Потом пели уже все вместе, даже Реутов:
Вода кругом и небо в тучах.
Но крепок дом, наш дом плавучий.
За валом вал. Наступит шквал…
Держи штурвал!
Борись за жизнь!…
Пели еще и другие песни. Вспоминал их Каминский, его жена и Лина Петровна первыми подхватывали.
Совсем неожиданно Томочка перешла на плясовую, через плечо крикнула мужу:
— Зря я, что ли, стараюсь?
Елена Ивановна прошлась по комнате и, остановившись перед Каминским, чуть ли не силой вытащила его из кресла.
Капитан, смеясь, сопротивлялся, а потом плясал без особого умения, но с азартом.
— Лина, смените меня, — взмолилась, хохоча, Томочка, — а то ведь отобьют мужа. На глазах уведут!
Она присоединилась к танцующим.
Реутов со снисходительной, добродушной улыбкой, несмотря на свою полноту, выделывал ногами замысловатые кренделя. Подергивая узкими плечиками, вокруг него вертелась Томочка.
Галантно поцеловав Елене Ивановне руку, Каминский, отдуваясь, очень довольный, уселся в кресло.
Уже на улице Елена Ивановна весело расхохоталась.
— Ты чего? — улыбнулся Николай Степанович.
— Каминский рассказывал, как его послали кого-то стаскивать с мели. Буксира у него не было, а все же послали.
— Да, да, знаю я эту историю. В Петропавловске-на-Камчатке. Буксира, говорит, нет. Но приказали.
— А радиограмму… радиограмму какую он дал с моря: снялся без буксира. Целую. Митя.
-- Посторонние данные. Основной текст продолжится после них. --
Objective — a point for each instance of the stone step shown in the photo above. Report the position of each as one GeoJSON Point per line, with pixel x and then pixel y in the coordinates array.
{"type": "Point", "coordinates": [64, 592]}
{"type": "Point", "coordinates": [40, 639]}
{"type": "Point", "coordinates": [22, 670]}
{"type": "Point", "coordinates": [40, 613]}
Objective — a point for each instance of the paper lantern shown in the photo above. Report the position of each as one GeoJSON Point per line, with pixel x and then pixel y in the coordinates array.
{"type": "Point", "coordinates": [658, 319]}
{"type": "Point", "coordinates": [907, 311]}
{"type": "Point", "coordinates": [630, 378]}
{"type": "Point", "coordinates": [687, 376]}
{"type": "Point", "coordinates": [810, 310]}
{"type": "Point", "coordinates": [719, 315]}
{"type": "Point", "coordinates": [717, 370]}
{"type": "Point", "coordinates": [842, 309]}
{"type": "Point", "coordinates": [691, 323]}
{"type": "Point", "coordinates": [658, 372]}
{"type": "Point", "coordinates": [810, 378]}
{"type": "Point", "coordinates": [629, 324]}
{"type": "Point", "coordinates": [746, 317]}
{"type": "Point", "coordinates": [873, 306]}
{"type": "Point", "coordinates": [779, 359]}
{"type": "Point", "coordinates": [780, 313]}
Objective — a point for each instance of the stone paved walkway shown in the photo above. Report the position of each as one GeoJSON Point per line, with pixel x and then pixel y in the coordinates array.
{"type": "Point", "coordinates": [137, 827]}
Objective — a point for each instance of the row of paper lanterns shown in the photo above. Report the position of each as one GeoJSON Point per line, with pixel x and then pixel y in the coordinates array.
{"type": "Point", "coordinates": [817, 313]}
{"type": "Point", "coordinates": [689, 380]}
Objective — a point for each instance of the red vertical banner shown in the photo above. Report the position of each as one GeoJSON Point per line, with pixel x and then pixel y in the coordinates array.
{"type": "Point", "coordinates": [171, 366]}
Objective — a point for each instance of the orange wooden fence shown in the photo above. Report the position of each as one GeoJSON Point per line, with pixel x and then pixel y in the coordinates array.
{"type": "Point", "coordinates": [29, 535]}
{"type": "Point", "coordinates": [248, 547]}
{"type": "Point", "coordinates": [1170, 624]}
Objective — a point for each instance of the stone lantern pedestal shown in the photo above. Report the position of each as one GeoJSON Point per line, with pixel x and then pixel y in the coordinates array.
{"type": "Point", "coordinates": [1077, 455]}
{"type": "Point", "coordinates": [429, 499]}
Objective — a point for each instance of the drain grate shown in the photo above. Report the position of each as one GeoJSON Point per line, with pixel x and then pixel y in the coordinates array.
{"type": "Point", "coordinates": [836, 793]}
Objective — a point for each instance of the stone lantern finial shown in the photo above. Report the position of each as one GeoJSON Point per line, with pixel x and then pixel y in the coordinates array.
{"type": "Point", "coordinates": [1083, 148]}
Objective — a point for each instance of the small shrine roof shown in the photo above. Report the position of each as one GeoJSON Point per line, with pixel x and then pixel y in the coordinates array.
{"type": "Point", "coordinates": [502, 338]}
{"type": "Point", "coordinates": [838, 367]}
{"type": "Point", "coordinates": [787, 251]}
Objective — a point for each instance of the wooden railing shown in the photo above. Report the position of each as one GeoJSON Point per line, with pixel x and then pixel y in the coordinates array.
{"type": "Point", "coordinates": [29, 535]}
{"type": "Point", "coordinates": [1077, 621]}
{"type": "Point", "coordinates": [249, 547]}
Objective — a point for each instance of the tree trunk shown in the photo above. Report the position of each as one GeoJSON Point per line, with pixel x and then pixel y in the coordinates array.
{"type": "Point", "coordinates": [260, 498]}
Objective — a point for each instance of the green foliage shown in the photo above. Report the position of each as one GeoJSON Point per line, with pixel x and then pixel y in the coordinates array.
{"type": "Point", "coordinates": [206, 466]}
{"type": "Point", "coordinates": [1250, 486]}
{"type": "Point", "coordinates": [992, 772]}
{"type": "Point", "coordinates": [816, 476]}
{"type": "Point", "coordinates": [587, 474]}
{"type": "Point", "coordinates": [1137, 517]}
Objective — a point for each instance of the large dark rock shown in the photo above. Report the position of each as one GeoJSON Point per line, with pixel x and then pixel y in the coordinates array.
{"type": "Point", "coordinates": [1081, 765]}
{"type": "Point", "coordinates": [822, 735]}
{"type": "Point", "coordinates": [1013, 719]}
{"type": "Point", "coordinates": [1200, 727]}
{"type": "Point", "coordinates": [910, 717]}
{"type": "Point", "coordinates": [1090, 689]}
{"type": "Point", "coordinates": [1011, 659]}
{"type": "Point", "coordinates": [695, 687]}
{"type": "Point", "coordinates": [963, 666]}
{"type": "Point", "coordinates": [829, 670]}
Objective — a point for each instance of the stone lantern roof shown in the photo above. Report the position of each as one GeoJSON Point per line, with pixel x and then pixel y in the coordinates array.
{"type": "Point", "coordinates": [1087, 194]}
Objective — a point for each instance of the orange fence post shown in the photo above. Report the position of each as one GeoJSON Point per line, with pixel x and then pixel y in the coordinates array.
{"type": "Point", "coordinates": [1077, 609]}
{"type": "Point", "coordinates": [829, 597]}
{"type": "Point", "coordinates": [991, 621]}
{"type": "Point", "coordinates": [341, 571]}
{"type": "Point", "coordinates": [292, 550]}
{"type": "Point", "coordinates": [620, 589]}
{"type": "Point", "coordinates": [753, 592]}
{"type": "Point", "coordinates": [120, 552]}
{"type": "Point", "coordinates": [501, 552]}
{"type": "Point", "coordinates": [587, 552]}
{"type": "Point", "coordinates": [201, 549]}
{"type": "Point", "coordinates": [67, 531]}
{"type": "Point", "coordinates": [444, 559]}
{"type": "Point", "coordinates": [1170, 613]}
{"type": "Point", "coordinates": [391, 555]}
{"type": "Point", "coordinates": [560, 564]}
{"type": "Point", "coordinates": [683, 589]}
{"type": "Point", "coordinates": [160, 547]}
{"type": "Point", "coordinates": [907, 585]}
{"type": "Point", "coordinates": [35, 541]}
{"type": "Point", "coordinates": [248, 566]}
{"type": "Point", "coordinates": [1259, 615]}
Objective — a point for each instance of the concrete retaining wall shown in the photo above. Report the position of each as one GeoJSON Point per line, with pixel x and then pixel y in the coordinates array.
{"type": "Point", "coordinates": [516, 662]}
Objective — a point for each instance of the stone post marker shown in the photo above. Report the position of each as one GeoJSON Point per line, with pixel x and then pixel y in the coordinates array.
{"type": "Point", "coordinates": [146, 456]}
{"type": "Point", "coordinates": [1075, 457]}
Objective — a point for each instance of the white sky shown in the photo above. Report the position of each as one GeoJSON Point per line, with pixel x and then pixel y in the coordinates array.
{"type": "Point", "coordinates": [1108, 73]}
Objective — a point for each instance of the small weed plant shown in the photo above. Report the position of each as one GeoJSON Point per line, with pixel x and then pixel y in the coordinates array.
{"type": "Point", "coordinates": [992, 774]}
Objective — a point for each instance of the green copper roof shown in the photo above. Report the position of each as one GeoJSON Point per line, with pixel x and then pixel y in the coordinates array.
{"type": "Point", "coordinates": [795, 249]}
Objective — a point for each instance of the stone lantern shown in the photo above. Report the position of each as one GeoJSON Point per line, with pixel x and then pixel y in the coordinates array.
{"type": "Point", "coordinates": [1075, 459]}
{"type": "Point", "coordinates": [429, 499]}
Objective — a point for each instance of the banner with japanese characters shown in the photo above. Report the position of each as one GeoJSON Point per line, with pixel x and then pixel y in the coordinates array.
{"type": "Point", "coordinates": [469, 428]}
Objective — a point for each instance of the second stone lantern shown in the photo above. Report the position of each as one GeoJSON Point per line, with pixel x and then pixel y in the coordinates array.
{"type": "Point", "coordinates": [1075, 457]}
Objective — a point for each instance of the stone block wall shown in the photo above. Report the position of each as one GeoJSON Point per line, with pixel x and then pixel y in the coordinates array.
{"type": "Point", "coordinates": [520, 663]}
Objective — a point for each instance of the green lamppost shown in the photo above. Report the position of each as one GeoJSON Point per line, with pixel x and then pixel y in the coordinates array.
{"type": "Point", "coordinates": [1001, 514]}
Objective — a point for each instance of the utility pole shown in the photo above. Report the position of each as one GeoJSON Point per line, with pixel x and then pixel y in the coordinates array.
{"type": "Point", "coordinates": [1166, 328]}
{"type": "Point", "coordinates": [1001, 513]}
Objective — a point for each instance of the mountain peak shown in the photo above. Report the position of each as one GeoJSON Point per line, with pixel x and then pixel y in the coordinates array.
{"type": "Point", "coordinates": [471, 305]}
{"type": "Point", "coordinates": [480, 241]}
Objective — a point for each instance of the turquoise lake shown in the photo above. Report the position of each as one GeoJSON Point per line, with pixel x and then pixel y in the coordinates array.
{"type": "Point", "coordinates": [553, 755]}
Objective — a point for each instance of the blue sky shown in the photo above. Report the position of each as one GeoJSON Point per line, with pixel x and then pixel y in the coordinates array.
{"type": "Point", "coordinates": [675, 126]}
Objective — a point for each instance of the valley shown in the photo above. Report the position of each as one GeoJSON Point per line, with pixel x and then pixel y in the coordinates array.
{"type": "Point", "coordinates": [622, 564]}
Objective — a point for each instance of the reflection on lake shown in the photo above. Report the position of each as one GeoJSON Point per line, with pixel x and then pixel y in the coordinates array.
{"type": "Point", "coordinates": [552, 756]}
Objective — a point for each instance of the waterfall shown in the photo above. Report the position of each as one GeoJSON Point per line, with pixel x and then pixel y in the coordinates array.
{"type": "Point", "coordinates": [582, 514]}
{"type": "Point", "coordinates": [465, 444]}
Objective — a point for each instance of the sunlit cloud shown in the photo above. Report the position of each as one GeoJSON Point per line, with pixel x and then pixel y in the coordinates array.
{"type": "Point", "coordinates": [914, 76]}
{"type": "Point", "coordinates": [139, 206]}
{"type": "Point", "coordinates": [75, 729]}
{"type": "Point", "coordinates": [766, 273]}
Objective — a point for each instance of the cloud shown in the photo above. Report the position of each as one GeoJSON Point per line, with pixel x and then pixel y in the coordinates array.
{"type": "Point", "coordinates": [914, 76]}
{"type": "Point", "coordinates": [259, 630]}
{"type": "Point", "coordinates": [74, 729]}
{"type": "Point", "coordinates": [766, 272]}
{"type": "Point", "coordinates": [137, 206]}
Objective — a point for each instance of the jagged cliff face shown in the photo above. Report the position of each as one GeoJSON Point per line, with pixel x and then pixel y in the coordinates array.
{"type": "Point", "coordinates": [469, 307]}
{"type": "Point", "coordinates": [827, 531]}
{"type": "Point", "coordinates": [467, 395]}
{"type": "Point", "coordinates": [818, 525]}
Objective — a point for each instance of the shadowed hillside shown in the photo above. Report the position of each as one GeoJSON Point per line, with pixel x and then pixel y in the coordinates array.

— И не покажешь никому: снялся без буксира! Явная бессмыслица.
— Нет, ты только вообрази: целую, Митя! — хохотала Елена Ивановна.
— Кстати, пока они подошли, капитан уже снялся с мели.
— Ну конечно: он снялся, — лукаво проговорила Елена Ивановна. — У вас, капитанов, всегда так: я пошел, я швартовался, я вел судно. А вот когда застрянете на мели, тогда — мы. Мы сели на мель.
— Ладно, ладно, без критики, — добродушно улыбался Николай Степанович.
Незаметно для себя Елена Ивановна все ускоряла шаг. Тревога, отступившая было, снова овладела ею. Вовсе не отсиживается у приятелей Вася, не вернулся, уехал и, быть может, уехал из их дома навсегда…
Квартира показалась необжитой. На подзеркальном столике перчатки Николая. На вешалке только ее пальто.
Не раздеваясь, Елена Ивановна вошла в комнату, села на диван. Горка учебников на письменном столе.
— Значит, сбежал дорогой сынок! — сказал Николай Степанович.
Она подняла глаза, удивленные, даже испуганные. В его тоне не сочувствие, а что-то похожее на злорадство. Почему он переменился? Она не заметила, когда это случилось. Или показалось? Коля ведь безобидный, добродушный. В чем-то даже наивный.
— Может, ты, наконец, расстанешься со своим пальто. Мы, кажется, пришли домой, — буркнул он, отворачиваясь под ее пристальным взглядом. И подумал: лучше бы сказать что-либо ласковое, шутливое. Но и на этот раз не мог себя перебороть. Вдруг вспомнилась Татьяна. Одна возвращается домой или нашелся провожатый? Не верится, чтобы одиночество такой красивой женщины никто не нарушил. Но, в конце концов, ему-то какое дело? Капитан невольно взглянул на часы. Нет, теперь она уже дома.